I needed to download a bunch of files from a GCS bucket to process them locally. gcloud storage rsync does the job, and it’s noticeably faster than the old gsutil for large syncs.

Sync a bucket to local directory:

gcloud storage rsync -r gs://my-bucket/path/ ./local/

Exclude certain files:

gcloud storage rsync -r -x ".*\.tmp$" gs://my-bucket/path/ ./local/

Copy specific files:

gcloud storage cp gs://my-bucket/path/*.csv ./local/

Copy recursively:

gcloud storage cp -r gs://my-bucket/path/ ./local/

The old gsutil still works but gcloud storage is the newer interface:

gsutil -m rsync -r gs://my-bucket/path/ ./local/

The -m flag enables parallel transfers which is faster for lots of files.
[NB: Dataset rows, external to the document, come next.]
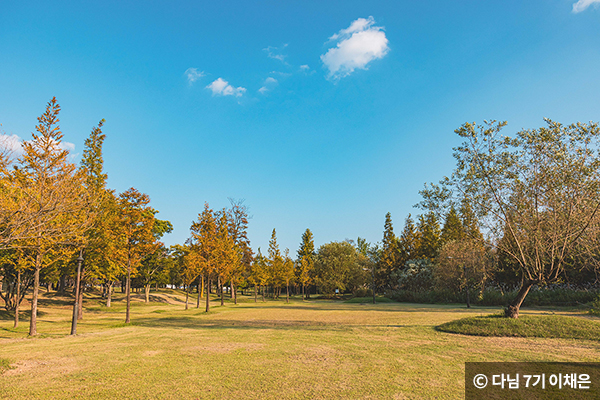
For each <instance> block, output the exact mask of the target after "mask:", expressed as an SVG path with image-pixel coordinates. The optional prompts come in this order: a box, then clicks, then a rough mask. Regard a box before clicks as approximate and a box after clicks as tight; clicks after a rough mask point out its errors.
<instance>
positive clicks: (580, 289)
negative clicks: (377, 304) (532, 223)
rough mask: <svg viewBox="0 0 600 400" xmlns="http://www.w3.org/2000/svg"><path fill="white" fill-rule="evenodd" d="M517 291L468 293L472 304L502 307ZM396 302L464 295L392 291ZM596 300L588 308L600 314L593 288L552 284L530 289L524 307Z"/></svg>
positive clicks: (494, 289) (565, 305) (445, 302)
Speed comparison: gcloud storage vs gsutil Link to heading

I synced about 10,000 small files (total 2GB) from GCS to local:

  • gsutil -m rsync: ~4 minutes
  • gcloud storage rsync: ~2.5 minutes

The difference is more noticeable with many small files because gcloud storage uses better parallelisation by default. For a few large files, the speed is roughly the same.

For uploads, the gap is even bigger. gcloud storage seems to handle concurrent uploads better, especially with fast internet connections.
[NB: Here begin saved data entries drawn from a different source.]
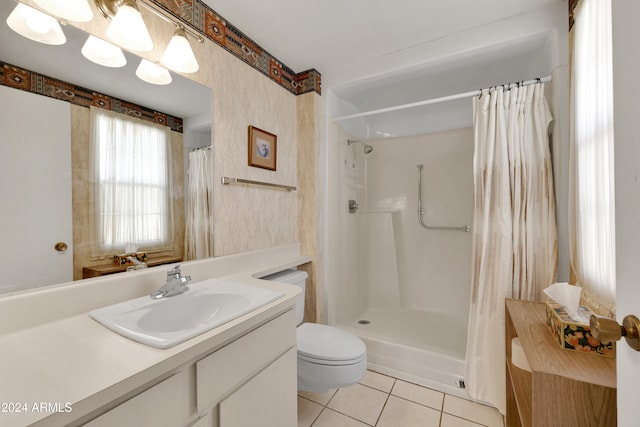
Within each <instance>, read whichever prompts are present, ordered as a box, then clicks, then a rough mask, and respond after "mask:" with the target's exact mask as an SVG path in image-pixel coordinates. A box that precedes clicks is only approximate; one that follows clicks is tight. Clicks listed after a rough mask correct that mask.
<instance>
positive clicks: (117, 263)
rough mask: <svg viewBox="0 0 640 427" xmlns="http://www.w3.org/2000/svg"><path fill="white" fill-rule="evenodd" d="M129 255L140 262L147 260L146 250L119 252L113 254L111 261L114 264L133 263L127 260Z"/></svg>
mask: <svg viewBox="0 0 640 427" xmlns="http://www.w3.org/2000/svg"><path fill="white" fill-rule="evenodd" d="M129 257H134V258H135V259H137V260H138V261H140V262H146V261H147V253H146V252H136V253H132V254H119V255H114V256H113V263H114V264H115V265H133V262H131V261H129Z"/></svg>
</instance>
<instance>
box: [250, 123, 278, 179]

Permission gotchas Link to heading

Issue 1: Local file permissions

When syncing from GCS to local, files are created with your default umask. If you then rsync them back to GCS, the permissions metadata might not match what you expect. This matters if you’re serving files directly from GCS (like a static website).

Use --preserve-posix if you care about permissions:

gcloud storage rsync -r --preserve-posix gs://my-bucket/path/ ./local/

Issue 2: Service account permissions

If you’re syncing from CI/CD, make sure your service account has:

  • storage.objects.list (to see what needs syncing)
  • storage.objects.get (to download)
  • storage.objects.create (to upload)

Just Storage Object Viewer isn’t enough for bidirectional sync. You need at least Storage Object Admin on the bucket, or create a custom role with the exact permissions you need.

Issue 3: Deleted files

By default, rsync doesn’t delete files in the destination that don’t exist in the source. Use --delete-unmatched-destination-objects to make the destination match exactly:

gcloud storage rsync -r --delete-unmatched-destination-objects gs://source/ gs://destination/

But be careful - I’ve accidentally deleted files I wanted to keep by forgetting which direction I was syncing.